When CVS Caremark announced on Feb. 5 that it will stop selling cigarettes and other tobacco products in its 7,600 U.S. stores by Oct. 1, 2014, it was a clear indication to anyone in healthcare—or who covers the healthcare finance beat—that the company is banking its future in large part on its retail medicine strategy.
"Ending the sale of cigarettes and tobacco products at CVS/pharmacy is the right thing for us to do for our customers and our company to help people on their path to better health," said president and CEO Larry J. Merlo in a press release. "Put simply, the sale of tobacco products is inconsistent with our purpose."
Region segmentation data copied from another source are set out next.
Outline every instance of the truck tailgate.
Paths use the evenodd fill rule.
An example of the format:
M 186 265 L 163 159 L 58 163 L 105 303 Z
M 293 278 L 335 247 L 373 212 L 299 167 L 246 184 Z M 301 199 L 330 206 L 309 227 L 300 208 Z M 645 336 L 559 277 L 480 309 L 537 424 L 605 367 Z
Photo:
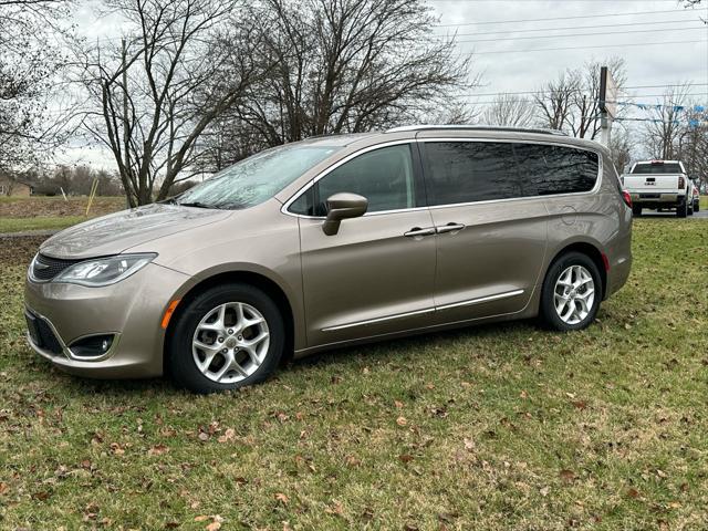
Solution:
M 624 188 L 629 192 L 680 194 L 684 191 L 678 188 L 680 174 L 625 174 L 622 177 Z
Since 2000, when it opened its first MinuteClinic where nurse practitioners and physicians' assistants provide treatments for basic illnesses and injuries, part of CVS Caremark's purpose has been to meet patient demand for same-day care and more convenient hours. The business model appears to be working: There are now more than 800 MinuteClinic locations in 28 states and Washington, D.C., and MinuteClinic's services have expanded to include chronic disease management.
According to the press release, CVS Caremark expects to lose about $1.5 billion in annual tobacco sales, as well as about $500 million in related sales. Although these are big numbers, the company obviously believes it can generate even more revenue by growing its primary care market share through its retail clinics.